Hi, my name is Michael Garawitz. I am from Short Hills, New Jersey. I am about 30 minutes from New York City. I am currently a freshmen in the Division of undergraduate studies. I plan to transfer into the Business School and plan to major in economics or accounting.

During my orientation, I decided that I wanted to take a few classes that were vastly different than what I intend to major in. I wanted to try something out thats new. As I was reading about the classes, they all seemed incredibly boring. I knew I didn’t want to study the middle ages again, or learn about Greek and Roman history for the hundredth time. I saw this class and the course description caught my eye. “A science class for students who do not want to be scientists”. That sounded interesting.

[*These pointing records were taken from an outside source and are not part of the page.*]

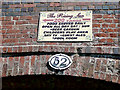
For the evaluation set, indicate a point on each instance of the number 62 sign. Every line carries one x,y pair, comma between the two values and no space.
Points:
60,61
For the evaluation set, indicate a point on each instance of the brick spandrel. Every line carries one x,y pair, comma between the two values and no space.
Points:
22,54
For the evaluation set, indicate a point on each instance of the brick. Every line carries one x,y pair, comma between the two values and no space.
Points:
6,19
91,7
30,9
97,67
26,68
15,18
108,16
42,5
118,25
112,7
103,68
105,7
105,25
77,8
10,10
25,17
16,6
116,20
5,6
108,77
88,50
12,31
21,22
32,61
110,30
112,25
108,20
33,21
50,8
4,70
98,7
118,80
96,25
29,5
101,35
109,40
52,4
96,75
10,40
23,9
102,40
113,35
116,50
17,10
110,12
84,7
114,78
21,64
102,76
7,22
43,9
97,16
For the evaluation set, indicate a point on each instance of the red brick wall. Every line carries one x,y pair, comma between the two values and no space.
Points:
22,54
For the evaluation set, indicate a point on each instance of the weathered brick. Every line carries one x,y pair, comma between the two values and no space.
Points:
16,6
23,9
113,34
96,25
97,67
112,25
29,5
21,22
102,76
105,7
17,10
109,40
110,12
112,7
7,22
84,7
105,25
108,77
108,16
97,16
30,9
77,8
98,7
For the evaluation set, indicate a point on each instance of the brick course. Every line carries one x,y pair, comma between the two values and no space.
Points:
22,54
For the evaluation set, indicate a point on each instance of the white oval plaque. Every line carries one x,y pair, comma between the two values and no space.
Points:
60,61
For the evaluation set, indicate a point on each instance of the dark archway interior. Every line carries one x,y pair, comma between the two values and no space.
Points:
56,82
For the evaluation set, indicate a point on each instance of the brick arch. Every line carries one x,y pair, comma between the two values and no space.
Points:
22,54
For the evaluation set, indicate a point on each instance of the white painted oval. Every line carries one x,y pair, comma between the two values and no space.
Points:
60,61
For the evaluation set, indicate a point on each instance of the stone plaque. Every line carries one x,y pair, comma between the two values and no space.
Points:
65,26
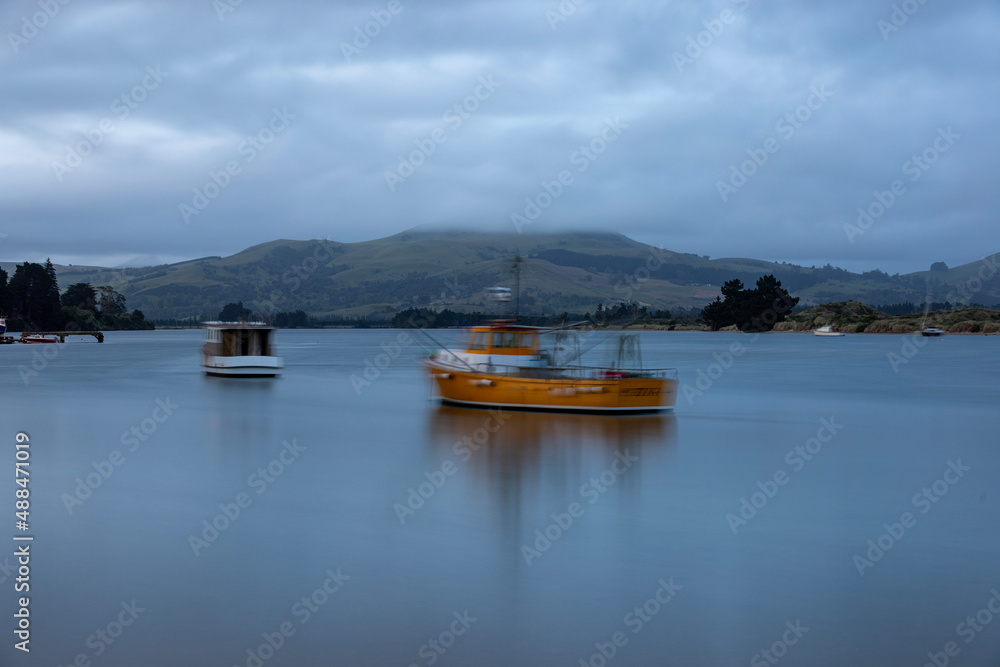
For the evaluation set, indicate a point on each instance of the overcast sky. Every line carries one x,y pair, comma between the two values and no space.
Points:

I kept reading and it said that I didn’t need any prior knowledge of anything regarding science. For a one semester course, I don’t mind trying something new. Before I begin to have all my classes focused around my major, I definitely wanted to take some cool and interesting classes. I actually found an interesting article that is related to what we will be learning in this class. You can find it here

I don’t hate science, however I am just not a huge fan of it. I never have been in High School. I just don’t find learning about organisms and species and genes to be very interesting. I would much rather learn about politics or the economy. I realize that science is important and I am grateful that there are people who actually like it. But, I’m not one of those people.